5.2 EM/MLE

For this subchapter we need the following packages:

library(tidyverse)
library(Matrix)
library(sf)
library(data.table)

The fundamental difference between the two estimation strategies is that the MLE Poisson approach allows for overlapping coverage area, whereas the Voronoi assigns each tile in its area to the closest seed.

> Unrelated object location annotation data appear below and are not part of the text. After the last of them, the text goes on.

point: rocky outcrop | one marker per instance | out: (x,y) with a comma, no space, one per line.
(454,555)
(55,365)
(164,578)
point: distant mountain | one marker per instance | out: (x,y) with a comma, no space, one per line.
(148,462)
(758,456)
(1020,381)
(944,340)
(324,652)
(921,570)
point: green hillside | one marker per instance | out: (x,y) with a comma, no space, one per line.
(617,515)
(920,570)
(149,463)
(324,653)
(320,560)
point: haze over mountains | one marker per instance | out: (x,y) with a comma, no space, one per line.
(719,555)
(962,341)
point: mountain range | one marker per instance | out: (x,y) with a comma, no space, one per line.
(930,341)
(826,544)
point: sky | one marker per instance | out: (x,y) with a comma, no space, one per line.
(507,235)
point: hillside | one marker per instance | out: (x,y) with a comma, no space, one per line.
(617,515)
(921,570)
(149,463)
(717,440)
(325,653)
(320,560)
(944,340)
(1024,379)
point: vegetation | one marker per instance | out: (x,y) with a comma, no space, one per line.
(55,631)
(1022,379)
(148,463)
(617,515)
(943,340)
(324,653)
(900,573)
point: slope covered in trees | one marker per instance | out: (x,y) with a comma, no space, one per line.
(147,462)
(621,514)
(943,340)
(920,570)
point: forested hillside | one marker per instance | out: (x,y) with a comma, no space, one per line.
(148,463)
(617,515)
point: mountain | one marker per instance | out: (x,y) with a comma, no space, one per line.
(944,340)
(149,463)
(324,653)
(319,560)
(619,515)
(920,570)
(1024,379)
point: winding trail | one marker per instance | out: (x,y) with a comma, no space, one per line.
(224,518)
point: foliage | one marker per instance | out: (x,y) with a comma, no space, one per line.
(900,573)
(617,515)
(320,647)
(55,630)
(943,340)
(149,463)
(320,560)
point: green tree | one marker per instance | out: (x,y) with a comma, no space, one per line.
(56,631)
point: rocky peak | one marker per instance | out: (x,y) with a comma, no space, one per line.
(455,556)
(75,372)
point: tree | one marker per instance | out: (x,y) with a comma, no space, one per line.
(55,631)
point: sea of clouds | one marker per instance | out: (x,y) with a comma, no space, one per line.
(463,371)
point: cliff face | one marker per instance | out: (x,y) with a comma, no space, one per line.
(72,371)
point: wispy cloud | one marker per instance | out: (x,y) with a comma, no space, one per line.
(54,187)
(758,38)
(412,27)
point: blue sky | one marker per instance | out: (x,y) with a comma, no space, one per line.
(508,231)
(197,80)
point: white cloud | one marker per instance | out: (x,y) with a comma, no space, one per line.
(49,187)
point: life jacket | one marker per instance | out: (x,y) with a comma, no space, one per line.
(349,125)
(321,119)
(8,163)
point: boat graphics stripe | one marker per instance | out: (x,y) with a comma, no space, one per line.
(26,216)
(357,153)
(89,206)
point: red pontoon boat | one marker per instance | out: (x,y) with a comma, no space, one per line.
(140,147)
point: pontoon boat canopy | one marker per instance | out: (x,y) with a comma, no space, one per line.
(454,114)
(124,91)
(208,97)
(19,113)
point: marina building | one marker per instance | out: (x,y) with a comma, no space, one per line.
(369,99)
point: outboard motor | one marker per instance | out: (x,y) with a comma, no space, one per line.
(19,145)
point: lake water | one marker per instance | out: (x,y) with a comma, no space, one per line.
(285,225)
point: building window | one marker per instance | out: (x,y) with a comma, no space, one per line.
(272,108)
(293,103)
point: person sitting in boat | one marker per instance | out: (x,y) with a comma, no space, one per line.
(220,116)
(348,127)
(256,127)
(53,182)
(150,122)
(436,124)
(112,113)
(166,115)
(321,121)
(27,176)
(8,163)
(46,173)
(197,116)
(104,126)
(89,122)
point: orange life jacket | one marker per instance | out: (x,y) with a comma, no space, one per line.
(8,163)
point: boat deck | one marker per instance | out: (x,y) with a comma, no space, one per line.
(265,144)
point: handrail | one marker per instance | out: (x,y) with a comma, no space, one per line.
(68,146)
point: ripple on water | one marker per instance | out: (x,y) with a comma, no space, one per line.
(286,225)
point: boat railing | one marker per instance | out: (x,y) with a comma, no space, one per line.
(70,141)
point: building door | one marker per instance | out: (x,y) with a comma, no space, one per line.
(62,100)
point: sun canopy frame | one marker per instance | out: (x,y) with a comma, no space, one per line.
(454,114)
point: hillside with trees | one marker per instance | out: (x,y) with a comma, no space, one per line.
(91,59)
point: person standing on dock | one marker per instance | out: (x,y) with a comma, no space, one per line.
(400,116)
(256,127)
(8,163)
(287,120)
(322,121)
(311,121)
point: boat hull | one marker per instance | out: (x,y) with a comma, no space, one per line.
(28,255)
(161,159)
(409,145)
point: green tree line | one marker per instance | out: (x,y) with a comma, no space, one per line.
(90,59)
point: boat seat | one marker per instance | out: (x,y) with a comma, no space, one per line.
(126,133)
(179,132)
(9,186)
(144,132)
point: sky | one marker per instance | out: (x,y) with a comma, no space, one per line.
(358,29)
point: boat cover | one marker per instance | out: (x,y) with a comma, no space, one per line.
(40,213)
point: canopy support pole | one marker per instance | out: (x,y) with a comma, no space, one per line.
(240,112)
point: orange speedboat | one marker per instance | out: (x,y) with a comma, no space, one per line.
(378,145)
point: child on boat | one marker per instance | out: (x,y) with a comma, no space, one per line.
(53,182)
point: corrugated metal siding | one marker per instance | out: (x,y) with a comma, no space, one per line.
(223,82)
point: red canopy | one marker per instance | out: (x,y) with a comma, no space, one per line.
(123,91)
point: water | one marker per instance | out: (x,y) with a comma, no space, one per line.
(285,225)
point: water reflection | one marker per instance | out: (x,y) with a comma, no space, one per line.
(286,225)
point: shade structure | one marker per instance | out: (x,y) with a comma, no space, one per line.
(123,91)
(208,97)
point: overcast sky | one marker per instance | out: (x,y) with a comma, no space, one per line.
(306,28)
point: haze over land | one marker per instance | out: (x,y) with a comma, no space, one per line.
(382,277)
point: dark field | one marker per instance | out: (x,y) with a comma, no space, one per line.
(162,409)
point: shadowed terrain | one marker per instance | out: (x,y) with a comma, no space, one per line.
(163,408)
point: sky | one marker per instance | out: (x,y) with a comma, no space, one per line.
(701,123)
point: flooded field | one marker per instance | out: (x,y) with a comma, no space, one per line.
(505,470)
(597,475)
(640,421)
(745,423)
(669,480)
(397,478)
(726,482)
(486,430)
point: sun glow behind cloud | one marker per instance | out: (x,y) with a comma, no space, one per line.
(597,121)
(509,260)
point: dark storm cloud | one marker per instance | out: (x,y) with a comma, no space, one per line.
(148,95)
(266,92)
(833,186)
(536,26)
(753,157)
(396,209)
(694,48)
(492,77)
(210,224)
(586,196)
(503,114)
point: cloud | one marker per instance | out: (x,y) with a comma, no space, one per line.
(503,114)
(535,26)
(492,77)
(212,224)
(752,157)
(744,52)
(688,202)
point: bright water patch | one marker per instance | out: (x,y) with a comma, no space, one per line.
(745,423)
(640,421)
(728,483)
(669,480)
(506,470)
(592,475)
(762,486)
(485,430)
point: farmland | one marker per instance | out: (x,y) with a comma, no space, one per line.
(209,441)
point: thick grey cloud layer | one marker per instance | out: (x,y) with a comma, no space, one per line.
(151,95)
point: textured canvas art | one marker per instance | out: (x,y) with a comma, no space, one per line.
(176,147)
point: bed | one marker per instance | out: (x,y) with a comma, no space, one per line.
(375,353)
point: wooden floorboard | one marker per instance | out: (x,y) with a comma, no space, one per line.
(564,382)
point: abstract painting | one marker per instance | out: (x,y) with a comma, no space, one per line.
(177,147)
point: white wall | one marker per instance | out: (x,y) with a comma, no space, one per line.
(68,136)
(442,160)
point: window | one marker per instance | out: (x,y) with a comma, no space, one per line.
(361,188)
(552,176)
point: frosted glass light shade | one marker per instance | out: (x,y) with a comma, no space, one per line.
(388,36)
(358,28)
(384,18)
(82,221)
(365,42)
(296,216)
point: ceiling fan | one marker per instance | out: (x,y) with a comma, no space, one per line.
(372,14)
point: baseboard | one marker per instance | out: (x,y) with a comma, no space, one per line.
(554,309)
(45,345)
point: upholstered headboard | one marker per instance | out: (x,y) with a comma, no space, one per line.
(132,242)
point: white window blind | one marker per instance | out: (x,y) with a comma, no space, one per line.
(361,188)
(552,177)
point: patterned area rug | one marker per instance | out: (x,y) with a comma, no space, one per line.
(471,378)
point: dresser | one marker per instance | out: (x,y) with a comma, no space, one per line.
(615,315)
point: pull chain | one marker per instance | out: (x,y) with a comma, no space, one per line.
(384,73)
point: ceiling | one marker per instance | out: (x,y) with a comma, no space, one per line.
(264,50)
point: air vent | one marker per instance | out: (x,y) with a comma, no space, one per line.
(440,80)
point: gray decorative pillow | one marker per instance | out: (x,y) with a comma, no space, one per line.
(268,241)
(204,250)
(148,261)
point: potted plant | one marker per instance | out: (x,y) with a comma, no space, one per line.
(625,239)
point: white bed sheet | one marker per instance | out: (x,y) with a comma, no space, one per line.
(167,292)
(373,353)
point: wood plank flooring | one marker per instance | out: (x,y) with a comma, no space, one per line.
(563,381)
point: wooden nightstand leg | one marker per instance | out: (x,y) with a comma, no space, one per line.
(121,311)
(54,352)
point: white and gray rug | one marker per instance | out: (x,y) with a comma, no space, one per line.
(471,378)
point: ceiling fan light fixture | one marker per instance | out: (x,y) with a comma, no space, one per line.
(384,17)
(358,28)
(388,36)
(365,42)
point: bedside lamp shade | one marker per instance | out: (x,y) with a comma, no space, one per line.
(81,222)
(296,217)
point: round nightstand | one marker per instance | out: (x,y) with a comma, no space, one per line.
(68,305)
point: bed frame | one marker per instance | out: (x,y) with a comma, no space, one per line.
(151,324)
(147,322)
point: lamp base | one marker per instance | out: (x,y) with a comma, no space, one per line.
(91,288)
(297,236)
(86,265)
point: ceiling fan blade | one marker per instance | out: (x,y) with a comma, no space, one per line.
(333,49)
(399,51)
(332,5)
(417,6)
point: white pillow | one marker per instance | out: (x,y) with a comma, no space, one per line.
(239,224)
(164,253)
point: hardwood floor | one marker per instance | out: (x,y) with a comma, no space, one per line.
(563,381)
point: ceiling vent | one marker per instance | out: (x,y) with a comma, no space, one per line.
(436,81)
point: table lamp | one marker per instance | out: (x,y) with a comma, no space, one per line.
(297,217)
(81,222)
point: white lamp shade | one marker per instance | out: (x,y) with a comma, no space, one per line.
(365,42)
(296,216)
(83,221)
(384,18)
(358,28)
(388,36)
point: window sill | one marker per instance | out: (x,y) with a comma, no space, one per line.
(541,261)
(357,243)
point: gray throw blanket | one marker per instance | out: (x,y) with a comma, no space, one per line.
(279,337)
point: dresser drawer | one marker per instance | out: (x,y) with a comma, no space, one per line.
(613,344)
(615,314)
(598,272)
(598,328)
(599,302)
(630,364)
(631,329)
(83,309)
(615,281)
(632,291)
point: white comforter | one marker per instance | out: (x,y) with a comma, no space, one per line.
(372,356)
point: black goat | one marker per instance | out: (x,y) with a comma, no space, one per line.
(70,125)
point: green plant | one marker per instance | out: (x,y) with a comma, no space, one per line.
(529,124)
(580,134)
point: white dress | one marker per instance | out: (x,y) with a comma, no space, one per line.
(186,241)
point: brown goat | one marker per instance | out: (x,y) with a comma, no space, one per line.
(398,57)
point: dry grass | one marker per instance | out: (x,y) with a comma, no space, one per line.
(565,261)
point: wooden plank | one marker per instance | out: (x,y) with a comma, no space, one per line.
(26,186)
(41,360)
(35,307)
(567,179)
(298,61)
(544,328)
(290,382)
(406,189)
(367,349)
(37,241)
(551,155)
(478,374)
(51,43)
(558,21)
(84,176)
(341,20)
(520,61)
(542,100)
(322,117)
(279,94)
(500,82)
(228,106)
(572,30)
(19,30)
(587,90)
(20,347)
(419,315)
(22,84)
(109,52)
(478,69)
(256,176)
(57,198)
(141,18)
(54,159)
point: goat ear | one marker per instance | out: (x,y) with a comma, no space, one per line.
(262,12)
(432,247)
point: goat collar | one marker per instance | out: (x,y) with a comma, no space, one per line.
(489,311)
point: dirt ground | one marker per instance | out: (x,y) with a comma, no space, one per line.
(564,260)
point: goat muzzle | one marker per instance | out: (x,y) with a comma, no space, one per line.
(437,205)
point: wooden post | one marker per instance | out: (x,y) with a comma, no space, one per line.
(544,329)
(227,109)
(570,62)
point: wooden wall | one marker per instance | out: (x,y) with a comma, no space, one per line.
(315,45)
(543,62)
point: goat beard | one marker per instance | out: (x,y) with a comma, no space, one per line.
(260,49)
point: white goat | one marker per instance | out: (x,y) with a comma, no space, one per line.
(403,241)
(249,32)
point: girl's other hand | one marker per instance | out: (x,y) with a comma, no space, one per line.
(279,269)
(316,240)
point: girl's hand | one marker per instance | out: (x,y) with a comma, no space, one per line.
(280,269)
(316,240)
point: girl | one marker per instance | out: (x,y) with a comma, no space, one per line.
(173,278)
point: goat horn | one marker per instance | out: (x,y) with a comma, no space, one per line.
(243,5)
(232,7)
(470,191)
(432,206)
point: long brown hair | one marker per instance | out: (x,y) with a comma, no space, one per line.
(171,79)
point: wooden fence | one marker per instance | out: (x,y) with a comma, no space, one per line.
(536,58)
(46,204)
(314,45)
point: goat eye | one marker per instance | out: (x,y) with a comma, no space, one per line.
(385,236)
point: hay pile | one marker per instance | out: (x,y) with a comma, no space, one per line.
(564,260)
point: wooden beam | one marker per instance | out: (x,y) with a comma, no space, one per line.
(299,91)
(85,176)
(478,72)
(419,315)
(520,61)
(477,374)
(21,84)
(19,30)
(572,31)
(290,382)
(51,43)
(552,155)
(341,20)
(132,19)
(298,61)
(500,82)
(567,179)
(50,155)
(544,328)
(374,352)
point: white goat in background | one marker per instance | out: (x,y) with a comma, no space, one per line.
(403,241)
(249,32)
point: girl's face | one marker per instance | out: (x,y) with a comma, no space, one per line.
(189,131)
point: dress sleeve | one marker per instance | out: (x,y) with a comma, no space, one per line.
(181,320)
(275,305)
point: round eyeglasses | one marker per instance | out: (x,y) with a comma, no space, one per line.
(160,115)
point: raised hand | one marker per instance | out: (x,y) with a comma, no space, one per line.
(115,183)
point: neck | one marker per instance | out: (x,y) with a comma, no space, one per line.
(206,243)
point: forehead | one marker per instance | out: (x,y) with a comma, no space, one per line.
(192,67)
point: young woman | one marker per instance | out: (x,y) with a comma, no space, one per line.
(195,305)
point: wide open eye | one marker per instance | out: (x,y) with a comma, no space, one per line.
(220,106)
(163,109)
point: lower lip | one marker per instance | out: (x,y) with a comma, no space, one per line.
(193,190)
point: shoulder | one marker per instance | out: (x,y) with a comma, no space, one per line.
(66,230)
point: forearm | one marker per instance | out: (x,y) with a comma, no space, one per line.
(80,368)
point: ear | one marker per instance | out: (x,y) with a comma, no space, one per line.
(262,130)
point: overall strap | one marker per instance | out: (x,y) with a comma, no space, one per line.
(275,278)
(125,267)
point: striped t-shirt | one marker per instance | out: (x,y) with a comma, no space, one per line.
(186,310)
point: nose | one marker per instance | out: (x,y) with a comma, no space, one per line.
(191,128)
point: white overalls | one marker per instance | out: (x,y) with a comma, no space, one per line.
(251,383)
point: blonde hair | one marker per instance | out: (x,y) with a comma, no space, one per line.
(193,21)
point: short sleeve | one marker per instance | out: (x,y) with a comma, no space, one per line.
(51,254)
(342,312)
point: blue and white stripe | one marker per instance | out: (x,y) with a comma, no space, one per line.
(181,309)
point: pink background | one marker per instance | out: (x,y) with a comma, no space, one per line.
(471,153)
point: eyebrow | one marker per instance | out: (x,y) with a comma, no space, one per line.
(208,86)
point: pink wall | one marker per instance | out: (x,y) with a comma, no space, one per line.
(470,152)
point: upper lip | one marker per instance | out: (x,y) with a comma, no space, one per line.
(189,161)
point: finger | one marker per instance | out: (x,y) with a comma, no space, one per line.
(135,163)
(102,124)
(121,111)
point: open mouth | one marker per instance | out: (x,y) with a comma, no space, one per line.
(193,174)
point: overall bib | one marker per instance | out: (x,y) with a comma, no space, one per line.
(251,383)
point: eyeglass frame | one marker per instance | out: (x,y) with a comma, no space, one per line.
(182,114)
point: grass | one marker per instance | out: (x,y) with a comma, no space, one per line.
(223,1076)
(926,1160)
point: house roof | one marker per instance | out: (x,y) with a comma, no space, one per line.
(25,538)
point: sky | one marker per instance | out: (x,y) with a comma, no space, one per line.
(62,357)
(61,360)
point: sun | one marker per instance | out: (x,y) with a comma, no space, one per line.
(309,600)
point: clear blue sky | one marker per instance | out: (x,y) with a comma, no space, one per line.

The MLE Poisson approach is an advancement of the known Bayes estimator, developed by Tennekes et al. (reference). Tennekes et al define an informative prior for the estimation of a tile specific population value. The MLE Poisson estimator uses an iterative approach that takes the posterior value as the new prior for the next iteration. In this analysis we will focus as well on scrutinizing how many iterations are needed for the estimator to converge and if there are structural tile differences in convergence behavior.

For this estimator two inputs are needed, an estimated $\hat{P}$ matrix and a prior for each tile. The dimensions of $\hat{P}$ resembles the $P$ matrix used for the device-to-cell-assocation in the toy-world chapter, so $I * J$ , where $I$ resemble the antennas, $J$ resemble the tiles and the elements define the connection likelhood between the specific tile and antenna. This characteristic allows for overlapping coverage areas per tile.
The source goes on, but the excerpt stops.